Of the four parameters included for analysis, the models were consistently (at all locations) most sensitive to changing of the heat stress (‘bleaching’) threshold (i.e. ‘adaptation’), particularly in the models' end outcome (i.e. year 2099). Varying this parameter between 0 to 2°C per century (at 0.5°C steps) resulted in an overall (averaged for both the individual model ensemble and the Monte Carlo methods at all locations) ensemble mean normalized variance of 0.05 (5%) for year 2050 and 0.61 (61%) in year 2099. Variance in the standard deviation of individual outcomes (ensemble members) was far smaller (<10% overall). In comparison, model sensitivity to the different DHM/mortality curves (Fig. 3) was much lower (overall ensemble mean variance of 0.4% and 0.6% in 2050 and 2099, respectively) and also lower for the Ωa-sensitivity coefficient, particularly in terms of the models' end outcome in year 2100 (overall ensemble mean variance of 3% and 9% in 2050 and 2099, respectively). Unlike when varying the other parameters, perturbing the growth curves (Fig. 2) led to inconsistent behavior.

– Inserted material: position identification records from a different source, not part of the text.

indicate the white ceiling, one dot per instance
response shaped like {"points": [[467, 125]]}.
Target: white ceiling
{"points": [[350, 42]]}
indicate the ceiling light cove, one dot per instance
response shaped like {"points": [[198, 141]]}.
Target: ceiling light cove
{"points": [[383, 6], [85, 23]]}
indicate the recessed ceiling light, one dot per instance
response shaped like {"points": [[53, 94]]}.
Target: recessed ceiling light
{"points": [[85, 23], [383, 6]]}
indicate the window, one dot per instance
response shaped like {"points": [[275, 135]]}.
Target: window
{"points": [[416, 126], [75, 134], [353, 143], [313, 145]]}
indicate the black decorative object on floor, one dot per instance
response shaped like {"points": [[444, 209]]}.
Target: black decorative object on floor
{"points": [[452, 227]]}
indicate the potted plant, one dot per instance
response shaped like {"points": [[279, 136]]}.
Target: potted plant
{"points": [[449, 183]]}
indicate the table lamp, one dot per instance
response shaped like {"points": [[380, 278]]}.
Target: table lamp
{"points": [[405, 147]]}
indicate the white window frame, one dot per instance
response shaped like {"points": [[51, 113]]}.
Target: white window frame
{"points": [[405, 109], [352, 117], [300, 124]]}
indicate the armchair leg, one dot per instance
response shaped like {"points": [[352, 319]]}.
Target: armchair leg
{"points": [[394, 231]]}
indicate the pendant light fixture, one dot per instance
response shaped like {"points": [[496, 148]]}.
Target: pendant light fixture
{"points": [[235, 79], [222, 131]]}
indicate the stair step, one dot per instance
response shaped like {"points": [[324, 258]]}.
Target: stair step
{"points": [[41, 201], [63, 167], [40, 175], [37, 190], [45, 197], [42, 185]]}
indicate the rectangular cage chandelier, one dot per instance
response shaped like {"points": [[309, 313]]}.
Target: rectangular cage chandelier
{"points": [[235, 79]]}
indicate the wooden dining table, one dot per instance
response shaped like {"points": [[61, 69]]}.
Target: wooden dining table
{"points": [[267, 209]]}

Normalized variance of overall ensemble means was not as low (11% in 2050, 9% in 2099), with a very high variance in the standard deviation of outcomes (59% in 2050, and 49% in 2099). This was due to a small number of highly unstable model ensemble members (leading to coral growth changes of up to 700%) which occurred only at the northern locations (FFS and MID). These unstable ensemble members occurred in less than 10% of the model runs at these locations. If these spurious members are removed, overall normalized model variance is 0.8% in 2050 and 2% in 2099. Data from the sensitivity analysis are summarized in Table S2A.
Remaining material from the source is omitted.